The McMurdo Dry Valleys (MDV) in Antarctica are widely considered to be the most Mars-like environment on Earth. Perennially ice covered lakes in the MDV provide insight into physical, chemical, and biological process that potentially occurred in Mars lakes. Lake Hoare occupies a 4-km-long, closed-basin fed by a glacial meltwater stream called Andersen Creek, runoff from the Canada Glacier, and overflow from an adjacent pond. Shore ice around the perimeter of Lake Hoare is thinner and more transparent than the 4-m-thick perennial ice in the interior. Unlike other MDV lakes, the surface of the shore ice in Lake Hoare typically remains frozen throughout the summer and insulates liquid water at depth.

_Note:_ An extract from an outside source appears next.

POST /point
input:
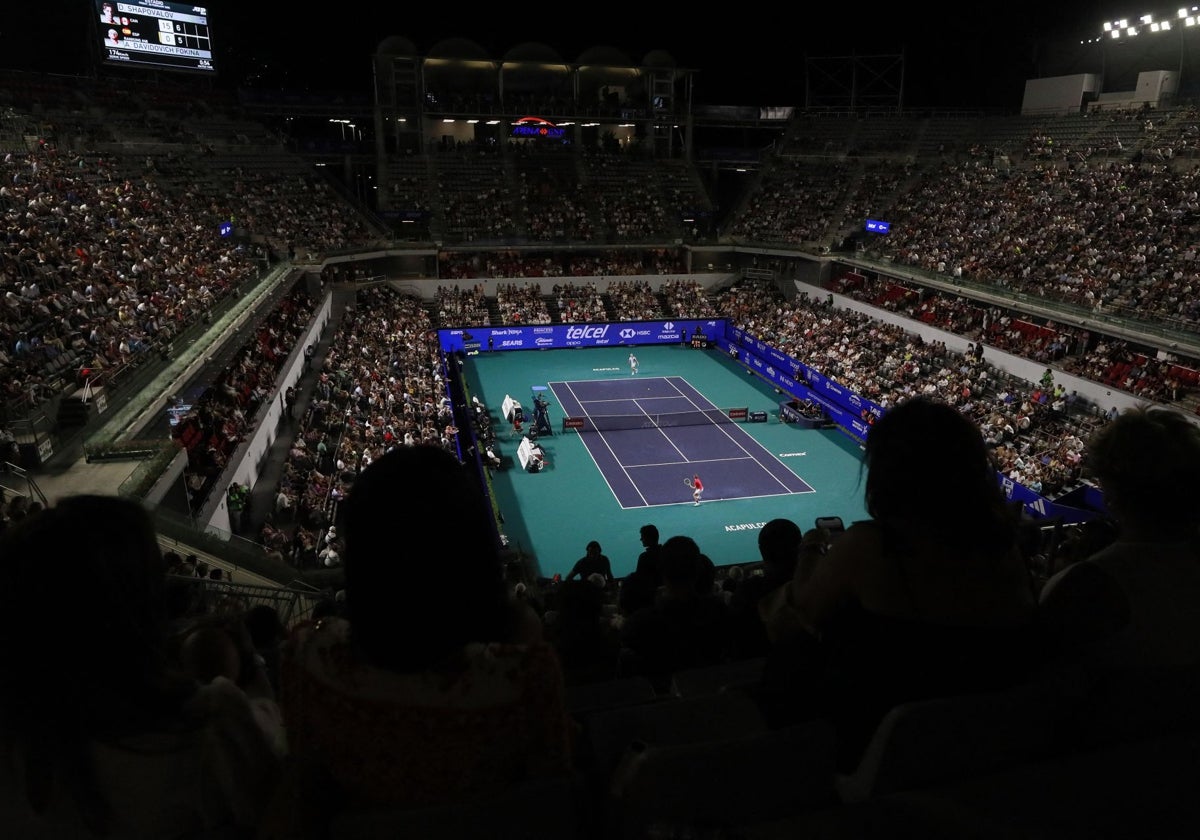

Similar shore ice characteristics may have occurred in Mars lakes. This study investigated the fate of Andersen Creek water in Lake Hoare in order to indicate where stream sediments may have been deposited in Mars lakes. Andersen Creek water entering Lake Hoare will either: (1) disperse on top of shore ice as overflow; (2) flow West under the shore ice in a counter-clockwise direction as a result of geostrophic forcing; (3) flow South under the perennial lake ice as interflow; or (4) follow the bathymetric gradient as underflow. Between 28 November 2012 and 6 January 2013, hourly water temperatures were recorded at the Andersen Creek stream gage and beneath the shore ice near the stream inlet. On 17 December 2012, a LiCl tracer (Li+ 49 g/L, Cl- 251 g/L) was injected into the Andersen Creek weir for 2 hours during a diurnal discharge event which peaked at 74 l/sec. Water samples were collected every 30 minutes for 4 hours from 5 stream sites and 15 boreholes drilled into the shore and perennial ice. Samples were analyzed for major cations and anions using ion chromatography. Tracer results showed that stream water moved West below the shore ice, consistent with geostrophic rotation (see Water temperatures below the shore ice were consistent with stream water temperatures from roughly the start of stream flow on 6 December until the end of the study, suggesting stream water flowed below the shore ice during most of the summer. If Mars lakes behaved similarly, we would expect to find greater accumulations of stream sediments along lake shorelines compared to lake interiors.